My baby needed more than just breastmilk..
Breastmilk wasn’t filling him so we had to give formula.
Baby was big/hungry and not satisfied on breastmilk alone, big babies sometimes need more than exclusive breastfeeding.
My baby isn’t getting what she needs as she wants to feed frequently every evening.
Baby wasn’t gaining enough weight and needed something more.
These are phrases many of us are used to reading online, and I have long pondered – what is the magic “more”?

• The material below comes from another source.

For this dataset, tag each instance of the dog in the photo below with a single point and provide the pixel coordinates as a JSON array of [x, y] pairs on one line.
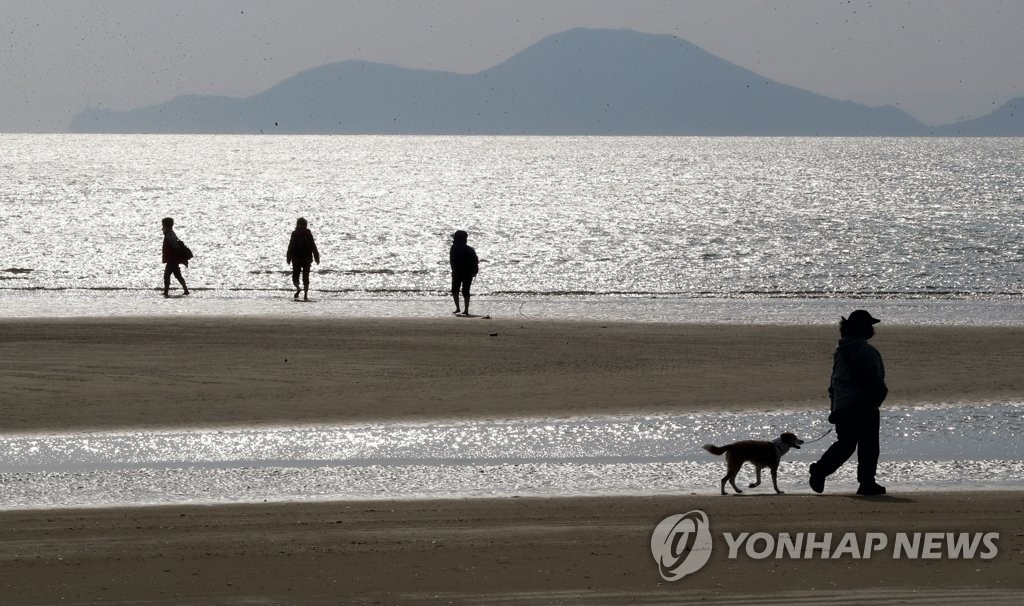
[[761, 453]]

Firstly let’s think about it logically – human infants are born perfectly designed to consume human milk; just like calves are to drink cow’s milk and piglets are to drink sow’s milk.  For this to be “inadequate” for some infants would make no sense, because before the days you could buy a tin it was the only option.  Secondly the volume of breastmilk isn’t limited to x oz per feed, if baby is hungrier they can drink more and mum makes more!  As the vast majority can (with the right support)  make enough milk for twins, even the hungriest baby can have their fill.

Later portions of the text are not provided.